Tales of the Rampant Coyote

Adventures in Indie Gaming!

Impressions: Ready Player One

Posted by Rampant Coyote on May 7, 2015

ReadyPlayerOneSomehow, the book Ready Player One by Earnest Cline never quite made it onto my radar, though I’d heard it mentioned in passing a couple of times. A friend recommended it to me this weekend, so I had to check it out.

And then I had trouble putting it down.

Is it a masterwork of storytelling? Maybe not. But it is a confluence of 1980s pop culture, Massively Multiplayer Gaming, Cyberpunk, and classic arcade games, all meshed into one wild science fiction storyline. The skill of the storytelling comes in making that incredibly delicious set of ingredients all work together in a coherent plot and setting. It does work, so if you are into all or most of these things, the book is a rollercoaster ride of fun.

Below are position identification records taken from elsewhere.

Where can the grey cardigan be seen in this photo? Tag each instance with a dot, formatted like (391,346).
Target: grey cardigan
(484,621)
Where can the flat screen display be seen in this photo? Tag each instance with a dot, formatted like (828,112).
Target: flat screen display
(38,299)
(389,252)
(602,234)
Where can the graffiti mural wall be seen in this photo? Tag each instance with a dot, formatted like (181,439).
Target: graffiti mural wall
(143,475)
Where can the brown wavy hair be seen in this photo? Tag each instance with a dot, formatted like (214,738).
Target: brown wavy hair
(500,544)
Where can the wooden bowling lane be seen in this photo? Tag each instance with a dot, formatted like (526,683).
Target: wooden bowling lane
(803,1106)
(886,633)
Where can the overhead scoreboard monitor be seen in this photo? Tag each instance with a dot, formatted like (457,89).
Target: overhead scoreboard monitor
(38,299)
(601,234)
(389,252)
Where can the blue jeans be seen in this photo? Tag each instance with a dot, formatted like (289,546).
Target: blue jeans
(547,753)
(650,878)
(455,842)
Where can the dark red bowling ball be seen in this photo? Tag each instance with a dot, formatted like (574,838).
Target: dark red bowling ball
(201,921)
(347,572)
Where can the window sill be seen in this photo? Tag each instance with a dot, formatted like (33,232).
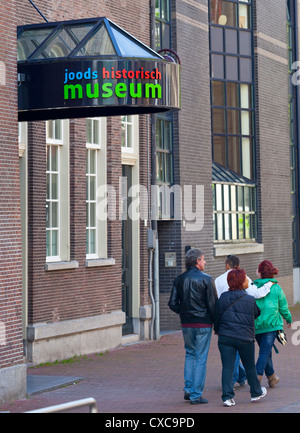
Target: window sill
(238,248)
(59,266)
(93,263)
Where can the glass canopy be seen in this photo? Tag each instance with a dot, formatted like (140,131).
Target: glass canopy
(90,38)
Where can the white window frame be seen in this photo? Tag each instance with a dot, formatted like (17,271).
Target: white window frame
(130,151)
(63,200)
(101,171)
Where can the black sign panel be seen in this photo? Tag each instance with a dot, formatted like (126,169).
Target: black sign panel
(61,89)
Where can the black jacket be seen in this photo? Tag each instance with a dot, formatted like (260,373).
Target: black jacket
(235,315)
(194,297)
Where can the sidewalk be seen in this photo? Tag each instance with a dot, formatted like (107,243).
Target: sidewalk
(147,377)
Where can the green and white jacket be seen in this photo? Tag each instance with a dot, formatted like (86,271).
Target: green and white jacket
(274,308)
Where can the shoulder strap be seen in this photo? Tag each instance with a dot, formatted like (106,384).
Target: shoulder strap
(233,304)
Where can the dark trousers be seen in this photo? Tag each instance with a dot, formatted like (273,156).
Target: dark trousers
(228,347)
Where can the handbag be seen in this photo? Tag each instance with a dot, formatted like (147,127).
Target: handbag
(281,337)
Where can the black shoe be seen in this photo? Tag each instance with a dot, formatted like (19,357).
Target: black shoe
(199,400)
(186,395)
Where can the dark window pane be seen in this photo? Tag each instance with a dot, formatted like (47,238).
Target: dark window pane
(218,93)
(247,157)
(246,121)
(232,95)
(231,41)
(245,43)
(219,150)
(234,154)
(233,123)
(165,36)
(245,70)
(231,68)
(216,39)
(218,120)
(244,16)
(165,10)
(217,63)
(223,13)
(246,96)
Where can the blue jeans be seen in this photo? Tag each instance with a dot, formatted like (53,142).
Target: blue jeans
(196,344)
(264,362)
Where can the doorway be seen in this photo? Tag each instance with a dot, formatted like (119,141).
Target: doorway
(127,251)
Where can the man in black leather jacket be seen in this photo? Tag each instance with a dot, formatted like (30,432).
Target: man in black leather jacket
(194,297)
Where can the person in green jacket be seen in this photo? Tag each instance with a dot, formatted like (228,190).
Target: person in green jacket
(274,308)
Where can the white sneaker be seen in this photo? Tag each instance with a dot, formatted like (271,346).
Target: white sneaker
(229,402)
(264,393)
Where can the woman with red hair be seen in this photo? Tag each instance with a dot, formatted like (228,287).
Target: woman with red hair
(234,324)
(274,308)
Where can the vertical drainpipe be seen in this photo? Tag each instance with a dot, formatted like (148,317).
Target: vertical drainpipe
(297,58)
(153,182)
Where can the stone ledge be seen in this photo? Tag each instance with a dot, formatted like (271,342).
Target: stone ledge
(44,331)
(50,342)
(92,263)
(58,266)
(238,248)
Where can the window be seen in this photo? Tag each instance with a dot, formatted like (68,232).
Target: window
(164,150)
(54,131)
(57,198)
(162,24)
(291,17)
(127,133)
(96,232)
(91,201)
(52,201)
(234,212)
(164,165)
(232,114)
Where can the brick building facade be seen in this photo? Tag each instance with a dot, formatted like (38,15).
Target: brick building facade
(75,305)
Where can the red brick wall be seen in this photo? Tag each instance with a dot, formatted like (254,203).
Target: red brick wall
(11,345)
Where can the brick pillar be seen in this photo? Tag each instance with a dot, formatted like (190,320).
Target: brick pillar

So here’s the gist of the setup: A whole bunch of doomsday scenarios have come to pass about thirty years from right now. Climate change, peak oil, overpopulation – it’s all there. Living in the real world sucks. So most people escape into the world of OASIS – a virtual reality MMO that has in many ways replaced the more general Internet and other forms of entertainment. To deal with overcrowded schools, even some public education now takes place online for better students.

The original creator of OASIS was a  child of the 80s, and became the richest guy in the world – and has majority stakeholdings in the company behind OASIS, which is by far the biggest and most successful company in the world. When he dies, he offers the ultimate challenge: everything he has is willed to whomever can find his hidden “Easter Egg” buried inside this virtual universe.  Some clues are given, and they are all related to his love of the 1980s and video games. And so, for a few years, there’s a massive resurgence of 80s pop-culture, and everyone dreams of being the winner of the contest and inheritor of the largest fortune in human history.

But when some egg hunters (or “gunters”) finally obtain the first piece of the multi-stage puzzle, they learn that there are those who will stop at nothing – including real-world murder – to obtain that kind of fortune and control over the world’s most successful corporation. And so the race begins in earnest, requiring creative gamesmanship in the virtual world and desperate cunning in the real world to win – or even to survive.

If you have absolutely no love for the 1980s or old-school video games, this might not be the book for you. But if you grow nostalgic at the names Atari 2600, John Hughes, Zork, Duran Duran, and Pac-Man, or if you’ve ever spent a bunch of time in an MMORPG and imagined what it would be like “living” there with serious virtual reality technology, then you may geek out on this book.

Or you can wait for the movie… I understand Steven Spielberg has signed on to direct it. But… maybe read the book first. There’s no way they can fit all that nostalgic goodness into one film… 🙂

Filed Under: Books, Impressions - Comments: 4 Comments to Read

  • Felipe Pepe said,

    I really disagree with you here man… I hated the book, thought it was the most condescending thing I ever read.

    I mean, seriously, the main character is so BAD. He just knows everything, is the best at everything and get everything that he wants…

    I also have a deeper problem with this book. I don’t know how to put this, but in Mass Effect you play as Commander Sheppard, the badass Space Jesus. That’s a cool fantasy. But fantasying about being the best player of Mass Effect?

    Honestly, doesn’t that sound a bit weird to you? The whole book creates a magical virtual land where everything is possible – your own Narnia, filled with adventures. And it’s used to play some 80’s games.

  • Rampant Coyote said,

    I dunno – those aren’t invalid points, but it sounds to me a little like judging it based on what it’s not rather than what it is. I was pretty amused by the whole meta of it… using ultra-high-end technology to go retro. That, and coming up with such a wild rationale for explaining why people are obsessed with 80s trivia.

    So for me – yeah, it was kinda corny / cartoony, but I’m just fine with that.

    There is the one part where Wade does his ‘real world’ operation (I’m trying to be as vague as possible to avoid spoilers) which was surprisingly limited in its twists / hitches, which felt kind of anticlimactic.

  • Adamantyr said,

    I just read this, and loved it!

    It’s not just full of 80’s pop culture references and video game references, it’s RICH and DRIPPING with them… It helps also that he references games and computers and other things that are very obscure, like Dungeons of Daggorath.

    The story itself plays out about as you’d expect, but that doesn’t make it any less enjoyable. I’m looking forward to the movie and seeing how it delivers! (Hopefully with more respect than “Pixels” appears to be doing…)

  • FuzzyDuck81 said,

    I really enjoyed the book – groundbreaking it certainly isn’t, but as a bit of silly fun escapism, it’s great. Wil Wheaton’s reading in the audiobook version is excellent too.